Offline synchronization of the entire MySQL database to Elasticsearch - DataWorks

Data Integration supports offline synchronization of entire databases from sources such as MySQL, PolarDB, and SQL Server to Elasticsearch. This topic uses MySQL as the source and Elasticsearch as the destination to describe how to synchronize an entire MySQL database to Elasticsearch in offline mode.

Prerequisites

You have purchased a Serverless resource group or an exclusive resource group for Data Integration.
You have created MySQL and Elasticsearch data sources. For more information, see Create a data source for Data Integration.
You have established network connectivity between the resource group and data sources. For more information, see Network connectivity solutions.

Procedure

Step 1: Select the synchronization task type

Go to the Data Integration page.
Log on to the DataWorks console. In the top navigation bar, select the desired region. In the left-side navigation pane, choose Data Integration > Data Integration. On the page that appears, select the desired workspace from the drop-down list and click Go to Data Integration.
In the left-side navigation pane, click Sync Task, and then click Create Sync Task at the top of the page to go to the sync task creation page. Configure the following basic information:
- Data Source And Destination: MySQL→Elasticsearch
- New Task Name: Customize a name for the sync task.
- Sync Type: Offline synchronization of the entire database to Elasticsearch.

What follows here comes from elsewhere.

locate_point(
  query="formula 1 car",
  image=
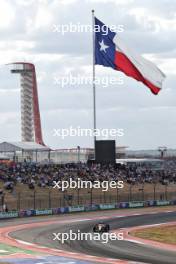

Step 2: Configure network and resources

In the Network And Resources section, select a Resource Group for the sync task. You can allocate the number of compute units (CUs) for Task Resource Usage.
For Source Data Source, select the added MySQL data source. For Destination Data Source, select the added Elasticsearch data source. Then, click Test Connectivity.
After you confirm that both the source and destination data sources are connected, click Next.

Step 3: Configure the synchronization source and rules

Select the table that you want to synchronize.
In this step, you can select the tables that you want to synchronize from the source database in the Source Database Tables section, and click the icon to move them to the Selected Tables section on the right.
Set the mapping rules from table names to index names.
After you select a source database and a table, data is written to the destination schema and table that are named the same as the source database and table by default. If no such destination schema or table exists, the system automatically creates the schema or table in the destination. You can also customize the schema or index names that are written to the destination by using Set Mapping Rules From Table Names To Index Names.
Configuration description:
- Conversion Rules For Source Database Names And Destination Schema Names: All conversion rules are applied to the original database names. After the conversion is complete, you can use the result as a variable ${db_name_src_transed} in Destination Index Name Rule.
  Important
  - If you do not use Destination Index Name Rule, this rule directly affects the final actual destination schema name.
  - If you use Destination Index Name Rule, this rule not only affects the value of the variable ${db_name_src_transed}, but also affects the final actual destination schema name.
- Conversion Rules For Source Table Names And Destination Index Names: All conversion rules are applied to the original table names. After the conversion is complete, you can use the result as a variable ${db_table_name_src_transed} in Destination Index Name Rule.
  Important
  - If you do not use Destination Index Name Rule, this rule directly affects the final actual destination index name.
  - If you use Destination Index Name Rule, this rule only affects the value of the variable ${db_table_name_src_transed} and does not directly affect the final actual destination index name. The final destination index name is determined by Destination Index Name Rule.
- Destination Index Name Rule: You can use built-in variables to name the destination index.
  The following built-in variables are available:
  - ${db_table_name_src_transed}: The index name after the conversion in "Conversion Rules for Source Table Names and Destination Index Names".
  - ${db_name_src_transed}: The destination schema name after the conversion in "Conversion Rules for Source Database Names and Destination Schema Names".
  - ${ds_name_src}: The source data source name.
For example, to replace the doc_ prefix in the source database name with the pre_ prefix, and synchronize the source tables table_01, table_02, and table_03 to an index named my_table, and finally add the suffix _post to this index, you should configure the following:
Click Next to configure the destination index.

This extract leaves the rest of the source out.